En l'espèce, Monsieur [H] n'a pas comparu à l'audience du 18 juin 2024.
Il n'a adressé au juge, dans les conditions prévues par l'article R713-4 du Code de la consommation, aucun justificatif de sa situation financière et personnelle, et ne se s'est pas fait représenter à l'audience dans les conditions prévues par l'article 762 du Code de procédure civile.
En conséquence, alors que le juge est tenu d'apprécier la situation de surendettement au jour où il statue, Monsieur [H] n'a pas actualisé sa situation personnelle et financière. En effet, les informations sur sa situation financière et personnelle dont dispose le juge datent ainsi de plus d’un an (l'analyse de la situation personnelle et financière du débiteur par la commission datant du 1er août 2023).
Dans ces conditions, l'état de surendettement du débiteur au jour de l'audience, condition posée par l'article L711-1 du Code de la consommation pour bénéficier d'une procédure de surendettement, n’est pas établi.
En conséquence, Monsieur [H], à qui il appartenait de se montrer actif dans le suivi de son dossier de surendettement et particulièrement de justifier de sa situation financière et personnelle au jour de l'audience, ne peut prétendre au bénéfice de la procédure de traitement des situations de surendettement. Il sera donc déclaré irrecevable en sa demande.

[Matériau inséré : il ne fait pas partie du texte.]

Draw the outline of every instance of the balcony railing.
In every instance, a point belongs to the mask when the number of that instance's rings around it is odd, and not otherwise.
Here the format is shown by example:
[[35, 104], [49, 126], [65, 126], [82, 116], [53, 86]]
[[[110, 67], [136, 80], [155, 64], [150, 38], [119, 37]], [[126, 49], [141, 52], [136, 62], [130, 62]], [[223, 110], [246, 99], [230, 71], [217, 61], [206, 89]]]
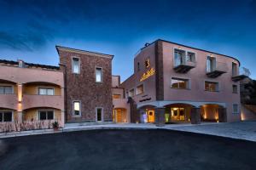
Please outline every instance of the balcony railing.
[[186, 73], [191, 69], [195, 68], [195, 65], [196, 65], [195, 62], [187, 61], [187, 60], [182, 61], [181, 60], [175, 60], [173, 69], [176, 72]]
[[61, 95], [23, 95], [23, 110], [35, 107], [51, 107], [62, 110], [64, 98]]
[[228, 71], [228, 66], [226, 63], [216, 61], [212, 66], [208, 66], [207, 68], [207, 75], [211, 78], [215, 78], [221, 76]]
[[234, 82], [238, 82], [238, 81], [241, 81], [244, 78], [248, 77], [250, 75], [251, 75], [251, 72], [248, 69], [247, 69], [245, 67], [241, 67], [241, 68], [239, 68], [239, 72], [238, 73], [237, 72], [236, 72], [236, 74], [233, 73], [232, 80]]

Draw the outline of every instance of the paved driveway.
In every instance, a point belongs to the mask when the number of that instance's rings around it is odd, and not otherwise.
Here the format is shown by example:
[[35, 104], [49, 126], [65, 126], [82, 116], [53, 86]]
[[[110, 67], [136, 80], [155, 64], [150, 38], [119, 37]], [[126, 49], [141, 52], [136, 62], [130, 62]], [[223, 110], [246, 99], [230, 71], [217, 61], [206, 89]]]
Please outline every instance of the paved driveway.
[[2, 139], [2, 170], [255, 169], [256, 143], [187, 132], [91, 130]]

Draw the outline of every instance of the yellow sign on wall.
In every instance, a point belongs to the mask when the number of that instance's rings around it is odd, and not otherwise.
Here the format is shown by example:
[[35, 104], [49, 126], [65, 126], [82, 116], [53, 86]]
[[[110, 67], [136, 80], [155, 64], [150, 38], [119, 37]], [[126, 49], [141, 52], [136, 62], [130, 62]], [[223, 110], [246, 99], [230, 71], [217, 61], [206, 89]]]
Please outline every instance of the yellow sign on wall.
[[143, 82], [146, 79], [148, 79], [149, 76], [152, 76], [153, 75], [154, 75], [154, 69], [151, 68], [150, 70], [147, 71], [147, 72], [144, 72], [143, 75], [142, 76], [140, 82]]

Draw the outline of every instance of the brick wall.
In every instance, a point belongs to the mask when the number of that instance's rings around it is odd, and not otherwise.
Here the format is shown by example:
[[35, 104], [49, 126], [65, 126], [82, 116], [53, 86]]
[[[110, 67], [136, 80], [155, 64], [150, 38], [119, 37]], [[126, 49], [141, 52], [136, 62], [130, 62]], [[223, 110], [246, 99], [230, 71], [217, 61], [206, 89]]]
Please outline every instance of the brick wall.
[[[96, 107], [103, 108], [103, 119], [112, 121], [112, 59], [93, 54], [58, 49], [66, 78], [66, 120], [95, 122]], [[80, 74], [72, 73], [72, 58], [80, 59]], [[102, 68], [102, 82], [96, 82], [96, 67]], [[66, 69], [66, 71], [65, 71]], [[81, 102], [81, 116], [73, 116], [73, 101]]]

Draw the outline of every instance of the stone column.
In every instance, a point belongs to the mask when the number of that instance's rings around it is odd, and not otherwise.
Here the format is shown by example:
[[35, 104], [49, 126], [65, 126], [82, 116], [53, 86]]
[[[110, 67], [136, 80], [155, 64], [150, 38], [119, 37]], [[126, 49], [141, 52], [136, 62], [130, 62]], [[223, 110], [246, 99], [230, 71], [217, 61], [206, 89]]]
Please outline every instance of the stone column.
[[227, 122], [227, 109], [219, 107], [218, 109], [218, 122]]
[[191, 124], [201, 123], [201, 109], [194, 107], [191, 109]]
[[165, 126], [165, 110], [164, 107], [157, 107], [154, 109], [154, 123], [157, 127]]

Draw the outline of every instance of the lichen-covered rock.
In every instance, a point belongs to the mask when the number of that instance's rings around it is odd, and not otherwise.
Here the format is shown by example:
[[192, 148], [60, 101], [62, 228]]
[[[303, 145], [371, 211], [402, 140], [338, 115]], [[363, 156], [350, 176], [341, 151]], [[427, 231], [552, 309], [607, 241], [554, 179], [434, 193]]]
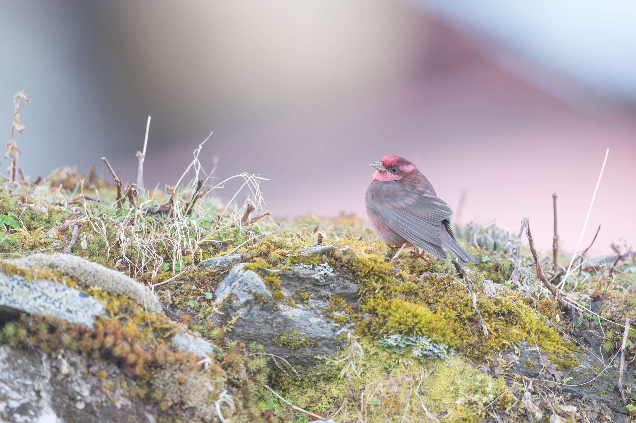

Sur les demandes accessoires :
En principe, en cette matière où la saisine du tribunal et la notification des décisions se font sans l'intervention d'un huissier et où le ministère d'avocat n'est pas obligatoire, il n'y a pas de dépens. En conséquence, si une partie engage des dépens, ceux-ci resteront à sa charge.
PAR CES MOTIFS :
Le Juge des contentieux de la protection, statuant en matière de surendettement, publiquement, par mise à disposition du jugement au greffe à la date indiquée à l’issue des débats en audience publique en application de l’article 450 alinéa 2 du Code de procédure civile, par jugement réputé contradictoire et rendu en premier ressort,
DIT la société [33] recevable en sa contestation à l'encontre des mesures imposées prise par la commission de traitement des situations de surendettement du NORD dans sa séance du 12 juillet 2023 à l'égard de Monsieur [G] [H] ;
CONSTATE que l’état de surendettement de Monsieur [G] [H] n’est pas avéré ;
DIT en conséquence Monsieur [G] [H] irrecevable à bénéficier d’une procédure de traitement de sa situation de surendettement ;
RENVOIE le dossier à la commission pour classement de la procédure ;
DIT que chaque partie supportera la charge de ses propres dépens ;
DIT que la décision sera notifiée par lettre recommandée avec avis de réception à Monsieur [G] [H] et aux créanciers de la procédure, et par lettre simple à la commission de surendettement des particuliers du NORD.
Ainsi jugé et prononcé à LILLE, le 27 août 2024.